Oi! Eer’s moi review on dis eer new Goi Ritchie flick! Oi wan’t innit, was oi? Fock Goi Ritchie!
hehe, I totally inadvertantly called Fek a fatso as the French chick in Pulp Fiction. Sorry, Fek, I was pasting that while you were posting. :-(
Whoa, whoa, whoa! Gerard Butler’s in this?
THIS! IS! PICADILLY CIRCUS!!
Vince, don’t you ever fucking apologize to me again!
Mark Wahlberg was asked to star in this but he hasn’t liked any of Richie’s work since he was the wealthiest kid in the world.
New Pup!
And now for something completely different, Screeches 3 page rider. [www.thesmokinggun.com]
GWSNU – Bravo fucker!
I saw this movie at the Archlight in Hollywood on Wednesday and they gave out free crappy T-shirts and hats :(
It was an entertaining movie for sure, but like was said in your review it was too much like his other movies. The only thing you forgot to mention was the fact that RockNRolla is planned as a trilogy, the perfect excuse(?) for Ritchie to make the same movie three times in a row. At the end of the credits he ripped of the old school James Bond movies and said that they would be back in “The Real RockNRolla”.

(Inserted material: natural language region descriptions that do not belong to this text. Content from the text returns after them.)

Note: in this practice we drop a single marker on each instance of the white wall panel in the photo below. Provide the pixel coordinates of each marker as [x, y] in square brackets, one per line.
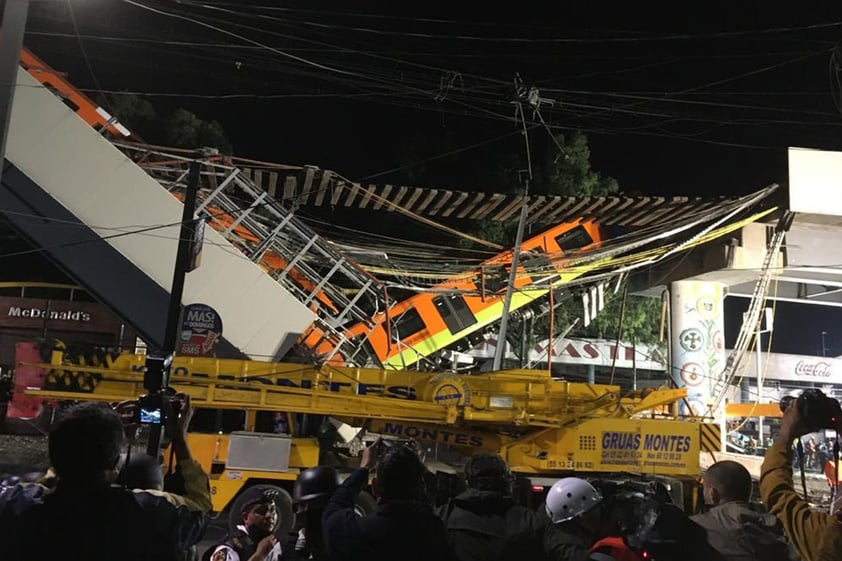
[110, 194]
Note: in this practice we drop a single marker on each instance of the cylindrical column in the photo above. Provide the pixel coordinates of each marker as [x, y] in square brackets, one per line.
[698, 341]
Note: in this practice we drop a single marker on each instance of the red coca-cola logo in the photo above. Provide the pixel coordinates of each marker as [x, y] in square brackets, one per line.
[813, 369]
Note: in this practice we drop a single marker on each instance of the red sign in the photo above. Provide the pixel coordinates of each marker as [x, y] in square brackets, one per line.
[813, 369]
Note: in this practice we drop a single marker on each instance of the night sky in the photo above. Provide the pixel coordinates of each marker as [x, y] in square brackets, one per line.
[679, 101]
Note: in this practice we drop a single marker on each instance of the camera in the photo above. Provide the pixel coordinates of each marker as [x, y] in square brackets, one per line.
[817, 411]
[150, 408]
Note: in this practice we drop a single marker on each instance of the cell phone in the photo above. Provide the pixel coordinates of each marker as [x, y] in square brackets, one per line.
[150, 416]
[150, 410]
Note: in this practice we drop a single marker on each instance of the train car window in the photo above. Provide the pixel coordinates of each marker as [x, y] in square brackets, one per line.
[408, 324]
[454, 311]
[574, 239]
[495, 278]
[66, 99]
[211, 421]
[539, 267]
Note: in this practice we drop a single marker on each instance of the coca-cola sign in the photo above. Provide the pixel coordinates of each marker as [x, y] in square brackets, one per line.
[813, 369]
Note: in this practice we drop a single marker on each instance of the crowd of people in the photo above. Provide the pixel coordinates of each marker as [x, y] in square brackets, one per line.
[91, 506]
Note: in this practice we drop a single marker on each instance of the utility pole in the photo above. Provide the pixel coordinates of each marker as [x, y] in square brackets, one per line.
[507, 302]
[11, 42]
[157, 375]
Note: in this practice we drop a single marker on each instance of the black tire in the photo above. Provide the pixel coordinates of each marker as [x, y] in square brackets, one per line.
[283, 502]
[364, 503]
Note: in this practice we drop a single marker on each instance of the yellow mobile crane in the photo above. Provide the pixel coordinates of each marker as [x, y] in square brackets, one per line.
[543, 427]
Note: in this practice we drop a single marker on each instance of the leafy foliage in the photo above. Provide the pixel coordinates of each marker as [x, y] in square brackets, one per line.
[568, 173]
[179, 129]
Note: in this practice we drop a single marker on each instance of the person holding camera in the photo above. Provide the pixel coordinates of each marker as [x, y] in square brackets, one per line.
[310, 494]
[735, 528]
[86, 517]
[254, 539]
[817, 535]
[484, 523]
[403, 526]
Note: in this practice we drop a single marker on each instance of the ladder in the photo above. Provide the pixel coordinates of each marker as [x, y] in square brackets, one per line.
[752, 318]
[333, 286]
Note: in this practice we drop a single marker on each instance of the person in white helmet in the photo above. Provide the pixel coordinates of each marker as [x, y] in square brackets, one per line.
[573, 507]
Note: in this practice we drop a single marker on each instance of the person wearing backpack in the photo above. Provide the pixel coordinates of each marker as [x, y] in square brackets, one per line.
[736, 529]
[84, 516]
[484, 523]
[254, 539]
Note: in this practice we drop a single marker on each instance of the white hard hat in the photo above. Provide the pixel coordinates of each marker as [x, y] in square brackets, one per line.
[570, 497]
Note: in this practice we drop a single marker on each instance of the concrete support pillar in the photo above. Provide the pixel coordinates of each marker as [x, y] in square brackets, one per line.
[698, 341]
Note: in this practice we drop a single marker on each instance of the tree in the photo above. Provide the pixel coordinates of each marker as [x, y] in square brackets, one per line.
[568, 172]
[185, 130]
[180, 129]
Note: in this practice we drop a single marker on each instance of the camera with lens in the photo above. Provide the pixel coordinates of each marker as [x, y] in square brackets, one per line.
[150, 408]
[817, 410]
[651, 525]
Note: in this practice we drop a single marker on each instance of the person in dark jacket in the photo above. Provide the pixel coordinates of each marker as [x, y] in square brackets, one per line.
[310, 494]
[736, 529]
[86, 517]
[484, 523]
[254, 539]
[402, 526]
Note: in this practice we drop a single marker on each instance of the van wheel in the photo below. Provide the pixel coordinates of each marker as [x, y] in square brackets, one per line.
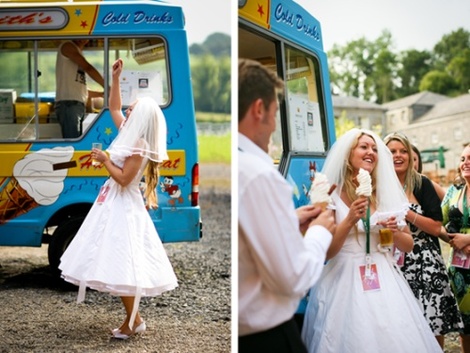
[61, 239]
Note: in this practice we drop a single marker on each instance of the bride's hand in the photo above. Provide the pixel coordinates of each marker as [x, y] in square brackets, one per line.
[358, 209]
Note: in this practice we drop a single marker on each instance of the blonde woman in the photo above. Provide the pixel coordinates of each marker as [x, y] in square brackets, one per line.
[117, 249]
[362, 303]
[424, 268]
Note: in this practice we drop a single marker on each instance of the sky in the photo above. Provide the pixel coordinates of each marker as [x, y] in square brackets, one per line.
[204, 17]
[414, 24]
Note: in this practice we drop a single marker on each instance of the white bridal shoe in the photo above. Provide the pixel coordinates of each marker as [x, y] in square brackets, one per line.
[139, 329]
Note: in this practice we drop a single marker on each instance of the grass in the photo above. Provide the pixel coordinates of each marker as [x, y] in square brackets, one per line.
[215, 148]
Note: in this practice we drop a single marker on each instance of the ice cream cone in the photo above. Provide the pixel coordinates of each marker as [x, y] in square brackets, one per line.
[14, 200]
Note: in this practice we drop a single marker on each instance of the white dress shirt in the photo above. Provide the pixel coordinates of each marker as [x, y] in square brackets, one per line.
[276, 265]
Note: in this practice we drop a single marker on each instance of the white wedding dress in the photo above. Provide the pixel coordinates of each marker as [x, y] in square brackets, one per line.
[343, 318]
[117, 249]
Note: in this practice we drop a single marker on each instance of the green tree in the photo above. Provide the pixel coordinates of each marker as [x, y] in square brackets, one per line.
[216, 44]
[414, 64]
[364, 69]
[438, 82]
[459, 69]
[343, 124]
[211, 83]
[450, 46]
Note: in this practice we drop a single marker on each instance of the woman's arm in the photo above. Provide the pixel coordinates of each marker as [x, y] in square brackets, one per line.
[122, 176]
[357, 210]
[403, 239]
[115, 104]
[426, 224]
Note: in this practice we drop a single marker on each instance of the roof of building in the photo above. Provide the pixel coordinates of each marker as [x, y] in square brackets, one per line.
[447, 108]
[354, 103]
[421, 98]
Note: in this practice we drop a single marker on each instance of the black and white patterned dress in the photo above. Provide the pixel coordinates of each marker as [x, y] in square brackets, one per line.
[425, 269]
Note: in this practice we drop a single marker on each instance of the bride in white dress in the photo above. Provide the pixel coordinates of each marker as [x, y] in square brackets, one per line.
[117, 249]
[360, 305]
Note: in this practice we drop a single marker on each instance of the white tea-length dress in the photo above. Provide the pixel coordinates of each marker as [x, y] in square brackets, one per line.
[117, 249]
[343, 317]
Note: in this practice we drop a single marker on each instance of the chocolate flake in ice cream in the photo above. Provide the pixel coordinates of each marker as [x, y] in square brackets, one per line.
[319, 191]
[365, 183]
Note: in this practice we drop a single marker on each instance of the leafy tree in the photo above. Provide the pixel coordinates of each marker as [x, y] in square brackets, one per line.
[459, 69]
[438, 82]
[364, 69]
[211, 84]
[414, 65]
[450, 46]
[216, 44]
[197, 49]
[343, 124]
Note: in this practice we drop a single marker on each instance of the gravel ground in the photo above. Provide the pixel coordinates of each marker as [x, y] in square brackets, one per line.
[40, 314]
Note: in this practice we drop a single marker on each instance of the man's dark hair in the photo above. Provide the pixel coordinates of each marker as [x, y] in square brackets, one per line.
[256, 81]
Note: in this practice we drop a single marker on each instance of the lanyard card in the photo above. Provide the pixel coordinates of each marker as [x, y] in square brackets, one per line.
[460, 259]
[103, 193]
[370, 281]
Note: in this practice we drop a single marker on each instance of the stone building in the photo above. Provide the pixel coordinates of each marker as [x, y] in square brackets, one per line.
[431, 121]
[365, 114]
[446, 125]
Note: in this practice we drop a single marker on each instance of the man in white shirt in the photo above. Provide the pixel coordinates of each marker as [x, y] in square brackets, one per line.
[276, 264]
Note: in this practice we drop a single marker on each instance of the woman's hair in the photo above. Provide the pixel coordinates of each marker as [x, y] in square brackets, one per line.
[420, 162]
[412, 177]
[350, 183]
[387, 190]
[459, 180]
[152, 174]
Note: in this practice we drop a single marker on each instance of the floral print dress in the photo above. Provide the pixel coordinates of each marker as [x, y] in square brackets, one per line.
[425, 269]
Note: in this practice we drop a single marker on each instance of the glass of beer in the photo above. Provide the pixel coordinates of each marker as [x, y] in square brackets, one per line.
[99, 146]
[386, 238]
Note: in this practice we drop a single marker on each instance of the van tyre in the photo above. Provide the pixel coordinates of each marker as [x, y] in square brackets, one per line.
[61, 239]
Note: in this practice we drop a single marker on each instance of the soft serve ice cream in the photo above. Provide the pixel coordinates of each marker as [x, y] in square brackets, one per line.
[365, 183]
[319, 191]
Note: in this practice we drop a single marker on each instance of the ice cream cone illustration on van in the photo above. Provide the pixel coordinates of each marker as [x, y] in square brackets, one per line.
[38, 179]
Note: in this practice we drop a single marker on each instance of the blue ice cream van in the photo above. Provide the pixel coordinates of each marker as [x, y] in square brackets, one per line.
[47, 182]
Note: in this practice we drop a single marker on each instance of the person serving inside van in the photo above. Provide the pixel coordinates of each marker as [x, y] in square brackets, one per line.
[71, 88]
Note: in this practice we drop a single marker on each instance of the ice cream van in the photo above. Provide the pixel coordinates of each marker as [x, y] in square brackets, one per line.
[48, 182]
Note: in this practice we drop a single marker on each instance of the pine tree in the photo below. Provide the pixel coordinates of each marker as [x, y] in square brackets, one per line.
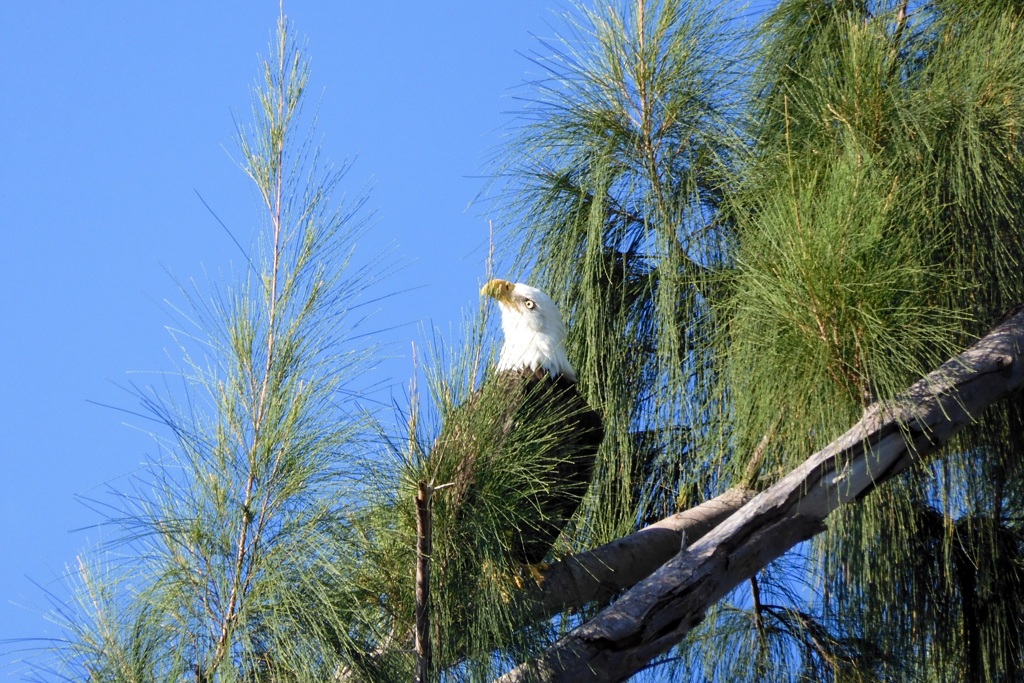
[761, 239]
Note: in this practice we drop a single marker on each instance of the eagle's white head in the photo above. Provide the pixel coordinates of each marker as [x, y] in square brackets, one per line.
[535, 334]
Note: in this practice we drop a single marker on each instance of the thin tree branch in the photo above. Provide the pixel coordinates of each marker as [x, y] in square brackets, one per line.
[660, 610]
[424, 543]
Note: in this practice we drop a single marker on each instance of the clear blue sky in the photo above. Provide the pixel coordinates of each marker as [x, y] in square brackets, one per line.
[115, 115]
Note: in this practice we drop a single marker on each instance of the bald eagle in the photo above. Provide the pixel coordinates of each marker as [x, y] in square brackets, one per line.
[528, 409]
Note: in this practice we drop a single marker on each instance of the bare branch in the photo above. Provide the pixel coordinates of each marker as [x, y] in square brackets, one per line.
[659, 611]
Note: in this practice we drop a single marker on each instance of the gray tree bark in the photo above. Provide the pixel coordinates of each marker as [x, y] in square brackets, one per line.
[658, 611]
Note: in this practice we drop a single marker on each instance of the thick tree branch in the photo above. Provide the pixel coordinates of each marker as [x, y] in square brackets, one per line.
[659, 611]
[600, 573]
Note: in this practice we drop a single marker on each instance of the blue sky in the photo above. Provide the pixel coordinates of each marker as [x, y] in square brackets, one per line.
[115, 116]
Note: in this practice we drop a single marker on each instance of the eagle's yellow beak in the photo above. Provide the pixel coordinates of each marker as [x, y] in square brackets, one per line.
[500, 290]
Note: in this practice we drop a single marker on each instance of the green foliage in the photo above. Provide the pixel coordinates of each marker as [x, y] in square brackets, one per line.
[784, 258]
[232, 539]
[752, 237]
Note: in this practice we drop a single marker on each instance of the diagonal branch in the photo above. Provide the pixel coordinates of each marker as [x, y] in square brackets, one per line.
[659, 611]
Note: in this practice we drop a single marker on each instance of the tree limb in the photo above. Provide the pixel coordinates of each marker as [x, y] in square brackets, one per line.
[657, 612]
[600, 573]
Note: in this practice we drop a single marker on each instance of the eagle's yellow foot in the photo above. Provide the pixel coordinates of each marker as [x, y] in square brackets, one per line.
[536, 571]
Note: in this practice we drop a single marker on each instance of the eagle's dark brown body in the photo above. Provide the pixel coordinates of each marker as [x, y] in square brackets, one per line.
[544, 422]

Revolver is better, which doesn’t say much for this. I gave it an hour. To run with a gun metaphor; it jammed. It did make me want to watch Smokin’ Aces again, though.
For me the major difference was the last third. Last third of Rocknrolla made up for some of the BS, whereas the last third of Revolver made me want to bludgeon myself. Any time I see “different aspects of someone’s psyche – personified!” I want to shit. AND he had the fucking scientists talking about Freudian crap during the credits? I hate Revolver.
Yeah, the psychobollocks nearly ruined Revolver, but every scene with Mark Strong in it was a gem. He was quietly walking away with Rocknrolla too. I’ll probably have to watch the rest of it sometime. Maybe when it’s shown on tv.